The myth chose the promise. Paula Blasi’s story will forever be linked to the legend of L’Angliru. It was on one of the most fearsome climbs that can be tackled where the Catalan was crowned winner of the 2026 Vuelta a España, where she rose among the greats of this sport at just 23 years old. In the queen stage, where the great pages are written, the cyclist from Esplugues was able to seize the final victory and snatch the red jersey from Anna van der Breggen, one of the best of the century. The present and the future overtook the past in an unforgettable ascent that exalted Blasi.
L’Angliru had never been climbed in a women’s race before and it was the judge of a spectacular turnaround. Hell for Van der Breggen, heaven for Paula Blasi, brave and powerful.
Like Pesarrodona and Mauri
The one from Esplugues is the first Spanish woman to win the women’s Vuelta and the successor to Joane Somarriba
She was not going to settle for being second, for the podium, without pushing her chances, without standing up to the challenge. If the Catalan from UAE Team ADQ has anything, it is ambition, confidence, and talent. She was going to try to dethrone the leader on the last day. And she achieved it on the toughest climb, where she caused the leader to falter 4 km from the finish while she, eyes fixed on the horizon, glasses on her helmet, could indeed push forward.

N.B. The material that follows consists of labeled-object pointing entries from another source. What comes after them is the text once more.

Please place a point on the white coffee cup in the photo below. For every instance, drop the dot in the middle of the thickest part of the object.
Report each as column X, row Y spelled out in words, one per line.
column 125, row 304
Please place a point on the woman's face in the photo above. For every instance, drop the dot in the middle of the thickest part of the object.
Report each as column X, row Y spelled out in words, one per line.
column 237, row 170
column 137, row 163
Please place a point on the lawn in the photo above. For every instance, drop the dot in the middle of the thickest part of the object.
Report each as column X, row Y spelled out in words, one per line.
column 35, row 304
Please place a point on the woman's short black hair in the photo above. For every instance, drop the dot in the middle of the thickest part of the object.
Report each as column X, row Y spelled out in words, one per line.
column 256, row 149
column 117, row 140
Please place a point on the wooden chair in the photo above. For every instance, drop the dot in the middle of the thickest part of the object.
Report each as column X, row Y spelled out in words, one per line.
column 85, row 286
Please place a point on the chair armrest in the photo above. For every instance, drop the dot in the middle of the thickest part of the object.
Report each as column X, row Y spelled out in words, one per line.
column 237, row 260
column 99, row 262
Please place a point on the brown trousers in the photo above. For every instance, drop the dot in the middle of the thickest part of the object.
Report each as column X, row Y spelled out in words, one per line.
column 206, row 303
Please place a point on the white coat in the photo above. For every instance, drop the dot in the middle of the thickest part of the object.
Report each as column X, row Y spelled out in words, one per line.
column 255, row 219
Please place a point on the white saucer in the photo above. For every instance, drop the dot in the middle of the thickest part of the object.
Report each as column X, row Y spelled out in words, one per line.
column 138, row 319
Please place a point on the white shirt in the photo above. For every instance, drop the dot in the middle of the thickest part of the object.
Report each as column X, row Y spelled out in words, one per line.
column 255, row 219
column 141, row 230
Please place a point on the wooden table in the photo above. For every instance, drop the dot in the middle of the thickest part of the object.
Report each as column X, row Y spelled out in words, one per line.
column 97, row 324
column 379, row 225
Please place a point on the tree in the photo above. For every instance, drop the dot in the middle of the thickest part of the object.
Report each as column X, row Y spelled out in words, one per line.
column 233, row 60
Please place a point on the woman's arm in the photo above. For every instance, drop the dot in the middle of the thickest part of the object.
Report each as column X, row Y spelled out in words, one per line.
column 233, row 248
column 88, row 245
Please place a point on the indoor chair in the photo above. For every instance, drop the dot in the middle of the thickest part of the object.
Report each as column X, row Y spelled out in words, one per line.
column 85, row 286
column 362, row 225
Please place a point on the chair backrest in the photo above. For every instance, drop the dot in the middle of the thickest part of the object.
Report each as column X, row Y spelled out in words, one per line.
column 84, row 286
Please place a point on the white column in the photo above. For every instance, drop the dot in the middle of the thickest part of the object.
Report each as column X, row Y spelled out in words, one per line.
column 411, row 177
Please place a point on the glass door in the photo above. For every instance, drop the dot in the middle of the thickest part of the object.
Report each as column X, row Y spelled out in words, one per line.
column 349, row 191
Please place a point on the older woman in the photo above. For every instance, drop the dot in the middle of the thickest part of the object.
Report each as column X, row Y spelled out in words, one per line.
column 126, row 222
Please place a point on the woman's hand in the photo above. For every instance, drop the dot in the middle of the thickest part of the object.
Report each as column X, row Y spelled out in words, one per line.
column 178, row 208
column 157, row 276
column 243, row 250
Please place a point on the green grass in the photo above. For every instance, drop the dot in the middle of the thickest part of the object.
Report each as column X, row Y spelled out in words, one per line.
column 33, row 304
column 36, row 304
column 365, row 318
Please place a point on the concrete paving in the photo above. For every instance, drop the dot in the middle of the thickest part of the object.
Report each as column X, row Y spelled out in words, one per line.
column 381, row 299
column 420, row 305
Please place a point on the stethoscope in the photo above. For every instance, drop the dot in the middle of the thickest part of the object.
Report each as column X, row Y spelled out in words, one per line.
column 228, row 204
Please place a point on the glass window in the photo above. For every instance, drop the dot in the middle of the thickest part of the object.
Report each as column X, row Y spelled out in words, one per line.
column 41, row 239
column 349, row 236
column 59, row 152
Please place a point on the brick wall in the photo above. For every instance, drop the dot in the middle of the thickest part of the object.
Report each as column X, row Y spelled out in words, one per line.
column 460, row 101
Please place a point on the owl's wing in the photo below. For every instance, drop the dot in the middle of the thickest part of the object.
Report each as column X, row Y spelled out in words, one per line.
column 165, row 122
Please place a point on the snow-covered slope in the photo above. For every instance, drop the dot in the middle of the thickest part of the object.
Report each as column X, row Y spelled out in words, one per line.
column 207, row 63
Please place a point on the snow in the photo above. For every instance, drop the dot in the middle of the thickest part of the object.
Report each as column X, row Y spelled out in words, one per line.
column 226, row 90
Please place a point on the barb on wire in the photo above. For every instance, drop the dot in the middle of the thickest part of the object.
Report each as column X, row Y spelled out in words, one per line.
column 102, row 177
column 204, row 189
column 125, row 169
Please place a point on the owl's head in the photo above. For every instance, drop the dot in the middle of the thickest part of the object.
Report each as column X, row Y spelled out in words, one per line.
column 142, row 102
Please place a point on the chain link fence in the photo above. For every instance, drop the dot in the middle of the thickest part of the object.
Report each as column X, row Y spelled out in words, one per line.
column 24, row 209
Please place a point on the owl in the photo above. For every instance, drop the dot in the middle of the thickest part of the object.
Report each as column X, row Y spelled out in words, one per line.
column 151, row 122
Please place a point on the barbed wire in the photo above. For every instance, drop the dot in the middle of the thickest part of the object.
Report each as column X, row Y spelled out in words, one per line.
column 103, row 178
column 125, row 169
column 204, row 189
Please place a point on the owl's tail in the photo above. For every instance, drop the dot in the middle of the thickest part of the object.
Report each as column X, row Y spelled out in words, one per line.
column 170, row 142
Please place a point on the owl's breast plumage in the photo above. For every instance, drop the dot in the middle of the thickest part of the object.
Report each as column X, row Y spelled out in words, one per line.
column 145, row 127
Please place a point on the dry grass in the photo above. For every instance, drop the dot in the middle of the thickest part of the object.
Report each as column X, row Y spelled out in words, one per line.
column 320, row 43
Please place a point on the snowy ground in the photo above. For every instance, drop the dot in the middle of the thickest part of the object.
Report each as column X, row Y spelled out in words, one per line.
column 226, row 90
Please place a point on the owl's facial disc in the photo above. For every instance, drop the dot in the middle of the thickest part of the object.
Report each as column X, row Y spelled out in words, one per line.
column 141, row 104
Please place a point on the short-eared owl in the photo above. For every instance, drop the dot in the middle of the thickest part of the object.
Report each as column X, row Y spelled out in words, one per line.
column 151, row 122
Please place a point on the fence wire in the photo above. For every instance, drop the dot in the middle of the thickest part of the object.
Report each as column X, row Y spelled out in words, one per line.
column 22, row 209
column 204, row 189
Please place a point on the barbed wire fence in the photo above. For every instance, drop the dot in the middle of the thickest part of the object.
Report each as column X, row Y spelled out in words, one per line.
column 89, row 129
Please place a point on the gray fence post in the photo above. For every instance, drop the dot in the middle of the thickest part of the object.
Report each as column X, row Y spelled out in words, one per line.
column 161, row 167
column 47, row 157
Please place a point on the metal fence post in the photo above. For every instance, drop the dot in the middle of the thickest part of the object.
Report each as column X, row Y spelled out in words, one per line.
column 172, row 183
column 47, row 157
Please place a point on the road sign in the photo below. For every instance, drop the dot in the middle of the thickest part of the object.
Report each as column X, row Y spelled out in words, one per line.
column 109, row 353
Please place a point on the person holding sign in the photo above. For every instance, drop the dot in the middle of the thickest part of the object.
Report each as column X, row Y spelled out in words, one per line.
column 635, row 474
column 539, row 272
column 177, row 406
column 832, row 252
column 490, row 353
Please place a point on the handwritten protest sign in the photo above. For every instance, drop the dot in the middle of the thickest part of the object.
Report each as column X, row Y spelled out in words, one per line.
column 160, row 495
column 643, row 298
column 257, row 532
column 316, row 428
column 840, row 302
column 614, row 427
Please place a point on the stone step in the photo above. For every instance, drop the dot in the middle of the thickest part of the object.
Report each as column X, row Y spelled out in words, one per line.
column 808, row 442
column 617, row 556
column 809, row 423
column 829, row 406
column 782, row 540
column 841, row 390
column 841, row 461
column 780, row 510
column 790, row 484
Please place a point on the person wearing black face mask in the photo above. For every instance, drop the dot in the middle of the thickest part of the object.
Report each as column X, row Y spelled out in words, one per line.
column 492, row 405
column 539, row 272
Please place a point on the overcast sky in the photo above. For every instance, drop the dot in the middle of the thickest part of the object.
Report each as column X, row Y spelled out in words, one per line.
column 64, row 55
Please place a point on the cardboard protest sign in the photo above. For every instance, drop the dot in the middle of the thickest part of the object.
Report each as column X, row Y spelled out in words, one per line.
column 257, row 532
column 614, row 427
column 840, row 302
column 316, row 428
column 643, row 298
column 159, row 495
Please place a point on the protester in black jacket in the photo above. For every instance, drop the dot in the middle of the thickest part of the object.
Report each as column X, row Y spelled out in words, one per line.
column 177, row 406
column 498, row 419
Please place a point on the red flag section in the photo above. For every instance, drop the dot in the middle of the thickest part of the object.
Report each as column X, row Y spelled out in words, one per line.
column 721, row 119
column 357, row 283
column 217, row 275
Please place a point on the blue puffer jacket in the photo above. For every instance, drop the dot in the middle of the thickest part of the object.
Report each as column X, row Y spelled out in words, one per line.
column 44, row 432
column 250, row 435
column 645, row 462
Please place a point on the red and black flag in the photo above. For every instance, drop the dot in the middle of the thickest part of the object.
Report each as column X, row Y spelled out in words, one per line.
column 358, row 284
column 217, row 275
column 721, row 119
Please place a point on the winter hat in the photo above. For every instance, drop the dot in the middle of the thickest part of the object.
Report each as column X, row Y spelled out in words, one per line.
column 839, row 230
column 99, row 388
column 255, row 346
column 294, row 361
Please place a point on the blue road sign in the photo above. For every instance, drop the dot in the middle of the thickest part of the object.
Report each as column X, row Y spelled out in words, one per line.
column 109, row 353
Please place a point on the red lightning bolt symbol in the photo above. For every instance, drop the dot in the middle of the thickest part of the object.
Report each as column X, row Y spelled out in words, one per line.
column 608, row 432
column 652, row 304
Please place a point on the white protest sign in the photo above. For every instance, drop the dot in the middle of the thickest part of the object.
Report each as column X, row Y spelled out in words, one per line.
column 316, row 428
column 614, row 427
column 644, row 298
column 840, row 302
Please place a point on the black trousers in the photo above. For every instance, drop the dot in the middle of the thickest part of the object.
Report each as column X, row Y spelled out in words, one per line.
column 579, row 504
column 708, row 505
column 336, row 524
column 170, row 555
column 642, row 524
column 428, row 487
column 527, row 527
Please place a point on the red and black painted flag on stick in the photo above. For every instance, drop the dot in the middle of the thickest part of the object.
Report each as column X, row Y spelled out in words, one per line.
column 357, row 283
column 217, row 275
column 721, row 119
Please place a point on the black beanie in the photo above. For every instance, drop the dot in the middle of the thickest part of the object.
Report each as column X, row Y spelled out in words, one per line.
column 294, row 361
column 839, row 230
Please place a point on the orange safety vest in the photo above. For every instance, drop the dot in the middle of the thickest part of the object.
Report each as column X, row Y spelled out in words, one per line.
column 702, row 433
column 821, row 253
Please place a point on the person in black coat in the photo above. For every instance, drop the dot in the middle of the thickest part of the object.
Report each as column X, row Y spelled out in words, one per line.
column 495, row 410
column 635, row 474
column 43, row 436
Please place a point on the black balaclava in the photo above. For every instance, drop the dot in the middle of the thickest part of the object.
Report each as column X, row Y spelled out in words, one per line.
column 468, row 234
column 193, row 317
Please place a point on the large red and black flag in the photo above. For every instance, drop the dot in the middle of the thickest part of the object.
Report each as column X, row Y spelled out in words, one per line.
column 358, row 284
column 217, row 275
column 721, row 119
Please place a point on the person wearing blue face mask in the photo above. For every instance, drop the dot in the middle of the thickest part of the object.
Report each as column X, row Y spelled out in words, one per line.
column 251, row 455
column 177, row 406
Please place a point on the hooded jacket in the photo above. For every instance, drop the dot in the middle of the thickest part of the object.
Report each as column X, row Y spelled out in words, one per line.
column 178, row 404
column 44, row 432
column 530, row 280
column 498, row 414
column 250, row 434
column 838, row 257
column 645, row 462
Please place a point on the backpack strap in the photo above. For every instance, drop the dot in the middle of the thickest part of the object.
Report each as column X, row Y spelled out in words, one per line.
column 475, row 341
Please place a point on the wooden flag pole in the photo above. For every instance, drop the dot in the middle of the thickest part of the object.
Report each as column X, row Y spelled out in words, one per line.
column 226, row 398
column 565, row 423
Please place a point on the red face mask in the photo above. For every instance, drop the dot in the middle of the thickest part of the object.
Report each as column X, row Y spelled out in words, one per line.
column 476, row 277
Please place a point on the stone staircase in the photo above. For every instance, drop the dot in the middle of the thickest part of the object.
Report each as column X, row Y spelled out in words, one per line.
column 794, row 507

Experience did not help Van der Breggen to quell Blasi’s surge. Nor could all the power of SD Worx stop the Catalan’s momentum. And she did not win the stage because the Swiss Petra Stiasny, lighter, a pure climber, overtook her just after leaving behind the Cueña les Cabres, the toughest section, with gradients reaching 23%. As in Les Praeres, that ramp hurt Blasi, who had to give up the race lead but her battle was another, a bigger one.
Nothing less than becoming the first Spanish winner of the women’s Vuelta and being the successor to Joane Somarriba, winner of three Tours and two Giros two decades ago. Paula Blasi is the third Catalan to win a grand tour after Josep Pesarrodona (1976 Vuelta) and Melcior Mauri (1991 Vuelta).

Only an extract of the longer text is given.